Wednesday, January 7, 2009
Yesterday there was a car crash about twenty metres from my house. Full report is here, and it lead the news bulletins in Victoria last night. In short: Car drives up on footpath - 14 injured.
Yeah, I live in Lorne.
I was sitting in my front courtyard leaving a message on my friend Melody's phone at the time. The crash shook my house's windows and Melody later reported that it was clearly audible on the message.
Lorne is a small town of only 950 people, but at this time of year there's anywhere up to 20,000 people hanging about. It's a tourist town, right by the beach and there's plenty of holiday accommodation. Yesterday was perfect seaside weather. Sunny and blue sky, hot but not oppressive and thousands of people were walking around eating icecreams and yapping and being happy when this car suddenly drives up the footpath, plows through all the pedestrians and then crashes through a fence and lands on top of some other cars in a picnic area carpark at the resort.

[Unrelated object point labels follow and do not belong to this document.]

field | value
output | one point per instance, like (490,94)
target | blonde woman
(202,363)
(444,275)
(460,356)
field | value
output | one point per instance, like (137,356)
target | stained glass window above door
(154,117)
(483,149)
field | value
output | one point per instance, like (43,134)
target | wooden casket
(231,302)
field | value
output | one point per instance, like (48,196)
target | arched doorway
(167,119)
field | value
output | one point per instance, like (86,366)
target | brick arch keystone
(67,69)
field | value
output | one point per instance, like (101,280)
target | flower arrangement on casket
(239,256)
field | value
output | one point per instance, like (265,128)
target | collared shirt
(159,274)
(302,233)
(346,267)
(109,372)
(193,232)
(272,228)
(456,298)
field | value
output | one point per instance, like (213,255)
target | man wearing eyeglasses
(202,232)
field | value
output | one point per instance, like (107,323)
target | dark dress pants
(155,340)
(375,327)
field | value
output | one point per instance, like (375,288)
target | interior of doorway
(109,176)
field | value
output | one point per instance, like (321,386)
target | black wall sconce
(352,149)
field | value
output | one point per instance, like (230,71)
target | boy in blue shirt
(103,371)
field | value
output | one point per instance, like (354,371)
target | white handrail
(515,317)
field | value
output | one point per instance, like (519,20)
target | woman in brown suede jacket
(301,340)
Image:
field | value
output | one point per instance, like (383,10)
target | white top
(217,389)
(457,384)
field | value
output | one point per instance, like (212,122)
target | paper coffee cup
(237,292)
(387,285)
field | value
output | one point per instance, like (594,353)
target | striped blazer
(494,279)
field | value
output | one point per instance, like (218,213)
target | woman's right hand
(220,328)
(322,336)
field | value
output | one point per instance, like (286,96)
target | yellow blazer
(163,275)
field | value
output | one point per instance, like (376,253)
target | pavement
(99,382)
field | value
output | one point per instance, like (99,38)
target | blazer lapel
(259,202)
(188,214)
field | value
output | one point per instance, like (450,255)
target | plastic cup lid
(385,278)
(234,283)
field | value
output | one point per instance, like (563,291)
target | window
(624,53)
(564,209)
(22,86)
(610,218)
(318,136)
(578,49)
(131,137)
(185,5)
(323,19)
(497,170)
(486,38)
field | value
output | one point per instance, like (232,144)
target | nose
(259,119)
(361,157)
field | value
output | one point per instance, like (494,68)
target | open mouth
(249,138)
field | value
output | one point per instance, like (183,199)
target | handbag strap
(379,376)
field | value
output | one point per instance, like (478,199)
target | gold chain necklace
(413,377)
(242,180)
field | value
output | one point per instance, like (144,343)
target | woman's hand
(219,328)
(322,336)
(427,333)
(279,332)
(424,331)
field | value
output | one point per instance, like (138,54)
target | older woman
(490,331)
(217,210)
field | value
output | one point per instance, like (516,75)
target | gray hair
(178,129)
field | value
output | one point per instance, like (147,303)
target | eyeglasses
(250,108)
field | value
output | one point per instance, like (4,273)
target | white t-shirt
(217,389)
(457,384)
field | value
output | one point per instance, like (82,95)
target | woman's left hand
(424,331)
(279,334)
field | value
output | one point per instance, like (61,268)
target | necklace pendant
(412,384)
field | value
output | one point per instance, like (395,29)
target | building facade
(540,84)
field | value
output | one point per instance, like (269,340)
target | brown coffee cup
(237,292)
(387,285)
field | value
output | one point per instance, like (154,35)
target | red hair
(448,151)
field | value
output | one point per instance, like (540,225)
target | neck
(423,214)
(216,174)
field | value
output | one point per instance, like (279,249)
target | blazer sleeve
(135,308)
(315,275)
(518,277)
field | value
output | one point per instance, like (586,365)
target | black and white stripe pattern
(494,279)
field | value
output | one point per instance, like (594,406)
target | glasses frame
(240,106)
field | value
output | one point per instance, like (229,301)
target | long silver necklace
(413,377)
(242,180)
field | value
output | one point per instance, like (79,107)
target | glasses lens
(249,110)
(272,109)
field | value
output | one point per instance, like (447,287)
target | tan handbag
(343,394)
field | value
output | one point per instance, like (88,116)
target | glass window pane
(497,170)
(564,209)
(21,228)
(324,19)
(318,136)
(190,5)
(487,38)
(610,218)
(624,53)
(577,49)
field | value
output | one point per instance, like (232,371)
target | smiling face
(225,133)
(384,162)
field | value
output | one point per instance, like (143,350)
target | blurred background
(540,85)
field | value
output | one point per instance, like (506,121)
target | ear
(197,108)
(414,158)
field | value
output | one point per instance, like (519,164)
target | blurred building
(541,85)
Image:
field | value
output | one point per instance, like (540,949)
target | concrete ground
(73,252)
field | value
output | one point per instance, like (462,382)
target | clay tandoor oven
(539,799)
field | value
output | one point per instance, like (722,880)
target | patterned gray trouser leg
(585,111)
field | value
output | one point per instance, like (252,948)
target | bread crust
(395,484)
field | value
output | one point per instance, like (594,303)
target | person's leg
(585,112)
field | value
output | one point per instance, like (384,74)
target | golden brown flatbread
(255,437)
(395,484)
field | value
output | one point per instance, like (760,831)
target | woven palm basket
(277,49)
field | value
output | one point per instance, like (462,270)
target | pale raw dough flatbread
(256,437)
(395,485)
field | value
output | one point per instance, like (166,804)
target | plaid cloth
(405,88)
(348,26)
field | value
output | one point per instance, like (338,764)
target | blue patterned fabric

I was on the scene in seconds - along with about a thousand other people who were either screaming in horrow, howling with trauma, assessing injuries, picking themselves off the ground where they had dived to get out of the way, or desperately trying to help.
Fortunately, nobody died (though one poor little kid has spinal damage).
* The car that caused the damage was on top of some other cars, smoking badly, and I kid you not, about 60-80 people converged upon it to free the three occupants within seconds of it happening. I don't know much about cars and fire, but in the movies it would have exploded and who are we to say that it wouldn't happen in real life? There were so many people rushing to help that I almost had to join a queue to lend assistance. A few hours later it made me feel better about the human species. Say what you will of how horrible we all are, but in a crisis, we're not too bad. For about half an hour afterwards, anyone who looked slightly off was given attention, free food and drink from local cafes, anything they wanted. It was actually quite touching.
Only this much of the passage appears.